'Jughead' the Bear Dies at Bronx Zoo

Jughead the grizzly bear died last Friday in his adopted home at the Bronx Zoo. (Image credit: J. Maher (C) WCS)

NEW YORK (AP) -- A male grizzly bear relocated from the wild 12 years ago due to dangers created by human encroachment on his mountain habitat, has died at the Bronx Zoo where he was a popular attraction, zoo officials said. The 13-year-old bear named Jughead died last Friday while undergoing surgery for an abdominal abscess, said Dr. Patrick Thomas, the zoo's curator of animals.

He is survived by his brother, Archie, and two female grizzlies, Betty and Veronica, age 14, also rescued in 1995, living at the zoo's Bear Overlook compound.

"Jughead was a wonderful, charismatic animal and he will be missed by all of our staff and visitors,'' said zoo director Jim Breheny.

The four bears, named for characters in the "Archie'' comic strip, were rescued from Montana and Yellowstone National Park in Wyoming after being judged "nuisance'' bears that had become too accustomed to humans and posed a potential danger. In 2004, the zoo bears were featured in a special edition of Archie Comic Publications.

Grizzlies can stand 8 feet tall and weigh as much as 1,000 pounds, and are noted for being aggressive, unpredictable and dangerous.
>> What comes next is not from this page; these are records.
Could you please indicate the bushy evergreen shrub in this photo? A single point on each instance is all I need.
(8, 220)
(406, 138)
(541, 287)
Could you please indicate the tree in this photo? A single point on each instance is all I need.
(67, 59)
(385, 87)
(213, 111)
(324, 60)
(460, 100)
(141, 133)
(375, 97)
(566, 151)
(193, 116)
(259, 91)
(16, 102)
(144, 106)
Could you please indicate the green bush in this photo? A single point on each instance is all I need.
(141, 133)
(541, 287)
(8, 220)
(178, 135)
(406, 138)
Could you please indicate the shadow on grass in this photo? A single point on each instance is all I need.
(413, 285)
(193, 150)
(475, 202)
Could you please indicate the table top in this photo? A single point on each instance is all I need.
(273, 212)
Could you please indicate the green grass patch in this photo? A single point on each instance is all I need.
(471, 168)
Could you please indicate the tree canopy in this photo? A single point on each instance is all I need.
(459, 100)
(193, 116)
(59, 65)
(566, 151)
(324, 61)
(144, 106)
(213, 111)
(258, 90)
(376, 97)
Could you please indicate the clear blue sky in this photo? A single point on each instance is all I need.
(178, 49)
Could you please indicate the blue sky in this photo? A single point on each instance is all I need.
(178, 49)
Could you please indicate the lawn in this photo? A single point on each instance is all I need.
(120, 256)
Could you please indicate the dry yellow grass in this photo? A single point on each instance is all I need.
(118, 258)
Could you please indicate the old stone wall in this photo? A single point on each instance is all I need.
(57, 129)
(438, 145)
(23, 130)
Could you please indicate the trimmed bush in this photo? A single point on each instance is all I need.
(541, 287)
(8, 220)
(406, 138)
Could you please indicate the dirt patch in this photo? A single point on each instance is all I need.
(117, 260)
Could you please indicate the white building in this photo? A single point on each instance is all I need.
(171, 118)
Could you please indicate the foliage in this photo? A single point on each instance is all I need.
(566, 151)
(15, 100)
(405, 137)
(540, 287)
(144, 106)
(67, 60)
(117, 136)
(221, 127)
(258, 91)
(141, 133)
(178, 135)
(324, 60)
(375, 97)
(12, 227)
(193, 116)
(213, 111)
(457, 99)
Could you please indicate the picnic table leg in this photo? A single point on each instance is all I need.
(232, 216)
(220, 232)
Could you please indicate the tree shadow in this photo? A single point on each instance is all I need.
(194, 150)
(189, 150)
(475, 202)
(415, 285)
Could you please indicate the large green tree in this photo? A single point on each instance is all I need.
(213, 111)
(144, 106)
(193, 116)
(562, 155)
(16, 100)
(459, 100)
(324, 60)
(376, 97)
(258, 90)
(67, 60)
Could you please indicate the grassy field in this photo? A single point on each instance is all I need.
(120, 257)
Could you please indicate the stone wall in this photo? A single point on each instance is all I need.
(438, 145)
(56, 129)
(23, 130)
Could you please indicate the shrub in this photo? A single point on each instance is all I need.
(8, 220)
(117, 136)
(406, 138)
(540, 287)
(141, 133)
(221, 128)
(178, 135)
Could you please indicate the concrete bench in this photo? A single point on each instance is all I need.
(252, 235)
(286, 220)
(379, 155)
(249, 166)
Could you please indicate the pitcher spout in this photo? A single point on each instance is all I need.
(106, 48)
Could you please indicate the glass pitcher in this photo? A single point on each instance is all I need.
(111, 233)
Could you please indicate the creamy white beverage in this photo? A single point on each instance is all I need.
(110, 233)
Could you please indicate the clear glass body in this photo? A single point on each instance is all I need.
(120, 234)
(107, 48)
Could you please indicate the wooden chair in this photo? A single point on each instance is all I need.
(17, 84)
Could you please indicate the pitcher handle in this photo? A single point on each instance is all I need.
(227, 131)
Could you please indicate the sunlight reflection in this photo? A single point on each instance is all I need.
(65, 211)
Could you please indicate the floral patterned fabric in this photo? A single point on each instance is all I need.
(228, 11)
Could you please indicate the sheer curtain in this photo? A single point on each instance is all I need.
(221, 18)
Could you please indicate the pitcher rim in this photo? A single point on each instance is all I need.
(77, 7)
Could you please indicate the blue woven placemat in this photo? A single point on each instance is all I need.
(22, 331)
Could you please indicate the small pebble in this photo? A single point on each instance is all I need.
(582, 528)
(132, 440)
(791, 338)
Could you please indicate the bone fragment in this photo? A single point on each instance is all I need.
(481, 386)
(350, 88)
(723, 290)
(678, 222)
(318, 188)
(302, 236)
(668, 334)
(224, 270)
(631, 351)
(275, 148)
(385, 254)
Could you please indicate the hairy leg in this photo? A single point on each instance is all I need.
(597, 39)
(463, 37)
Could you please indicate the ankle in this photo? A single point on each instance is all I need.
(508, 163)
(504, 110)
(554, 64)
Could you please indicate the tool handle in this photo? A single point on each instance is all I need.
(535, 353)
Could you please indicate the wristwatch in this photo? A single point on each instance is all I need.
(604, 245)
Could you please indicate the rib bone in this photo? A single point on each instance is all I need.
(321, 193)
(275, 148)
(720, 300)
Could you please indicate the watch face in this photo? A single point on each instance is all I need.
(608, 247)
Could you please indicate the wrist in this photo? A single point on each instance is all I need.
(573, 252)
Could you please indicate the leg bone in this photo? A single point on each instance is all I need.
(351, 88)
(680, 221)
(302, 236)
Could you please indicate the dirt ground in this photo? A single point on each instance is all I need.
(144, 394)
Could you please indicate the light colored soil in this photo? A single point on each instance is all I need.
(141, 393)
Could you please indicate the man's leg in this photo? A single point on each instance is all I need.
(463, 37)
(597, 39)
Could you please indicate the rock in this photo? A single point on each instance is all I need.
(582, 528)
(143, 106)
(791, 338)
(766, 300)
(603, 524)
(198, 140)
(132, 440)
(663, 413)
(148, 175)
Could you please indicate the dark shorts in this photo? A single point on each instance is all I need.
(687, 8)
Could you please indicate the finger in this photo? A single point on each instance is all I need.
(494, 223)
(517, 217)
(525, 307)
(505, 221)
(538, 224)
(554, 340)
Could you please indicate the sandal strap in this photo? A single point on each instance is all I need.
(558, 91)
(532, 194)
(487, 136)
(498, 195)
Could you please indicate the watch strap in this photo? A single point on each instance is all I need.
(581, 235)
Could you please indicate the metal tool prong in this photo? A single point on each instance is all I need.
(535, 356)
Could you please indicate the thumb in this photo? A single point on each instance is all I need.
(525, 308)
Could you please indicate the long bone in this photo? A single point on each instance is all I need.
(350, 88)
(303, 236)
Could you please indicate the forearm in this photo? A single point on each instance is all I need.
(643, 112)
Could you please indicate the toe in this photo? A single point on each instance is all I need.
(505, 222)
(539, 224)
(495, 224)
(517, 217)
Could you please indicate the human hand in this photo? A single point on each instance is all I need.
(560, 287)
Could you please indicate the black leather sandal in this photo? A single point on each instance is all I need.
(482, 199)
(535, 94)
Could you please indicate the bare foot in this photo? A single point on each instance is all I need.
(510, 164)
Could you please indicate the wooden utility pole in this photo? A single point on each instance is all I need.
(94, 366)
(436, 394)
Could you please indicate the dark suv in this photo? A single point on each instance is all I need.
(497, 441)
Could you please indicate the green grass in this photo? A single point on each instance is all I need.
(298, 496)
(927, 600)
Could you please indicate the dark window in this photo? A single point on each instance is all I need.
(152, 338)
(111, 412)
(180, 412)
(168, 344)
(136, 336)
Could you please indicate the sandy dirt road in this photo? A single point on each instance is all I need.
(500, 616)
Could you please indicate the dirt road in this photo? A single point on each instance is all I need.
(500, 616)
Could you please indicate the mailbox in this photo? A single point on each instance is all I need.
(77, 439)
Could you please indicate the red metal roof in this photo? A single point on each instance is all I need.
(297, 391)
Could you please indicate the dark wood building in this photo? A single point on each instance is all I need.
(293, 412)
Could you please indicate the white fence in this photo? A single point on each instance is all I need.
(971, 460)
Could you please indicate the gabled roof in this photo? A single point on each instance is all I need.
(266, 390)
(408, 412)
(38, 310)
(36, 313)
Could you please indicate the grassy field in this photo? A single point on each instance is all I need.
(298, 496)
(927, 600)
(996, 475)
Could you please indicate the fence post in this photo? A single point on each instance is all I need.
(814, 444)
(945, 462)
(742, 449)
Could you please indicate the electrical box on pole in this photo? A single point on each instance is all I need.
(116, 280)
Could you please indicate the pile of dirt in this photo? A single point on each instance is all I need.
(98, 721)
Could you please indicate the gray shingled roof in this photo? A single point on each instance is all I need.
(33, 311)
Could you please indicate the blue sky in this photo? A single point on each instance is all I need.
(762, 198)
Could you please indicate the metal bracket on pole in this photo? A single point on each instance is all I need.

Once ranging the American west from Mexico to Alaska, they have been reduced nearly to the point of extinction by civilization's encroachment on their habitat, and now are concentrated in federal reserves in Montana, Wyoming, western Canada and Alaska.

Classified by the U.S. Interior Department as "threatened, " grizzlies have remained fairly stable in the past 20 years, probably numbering fewer than 1,000 animals in the western United States, Thomas said. Loss of habitat and isolation, preventing gene exchange, are the biggest threats to their survival, he said in a statement provided by the zoo.

The U.S. Fish and Wildlife Service and the Wildlife Conservation Society, based at the Bronx Zoo, collaborate in euthanizing "nuisance'' bears, or moving them to isolated areas or to accredited zoos.

Zoo officials said Jughead had been treated for a possible bacterial infection after becoming lethargic and anorexic over two months, and underwent surgery after doctors discovered the abdominal abscess, but did not survive.

A necropsy was planned, zoo officials said.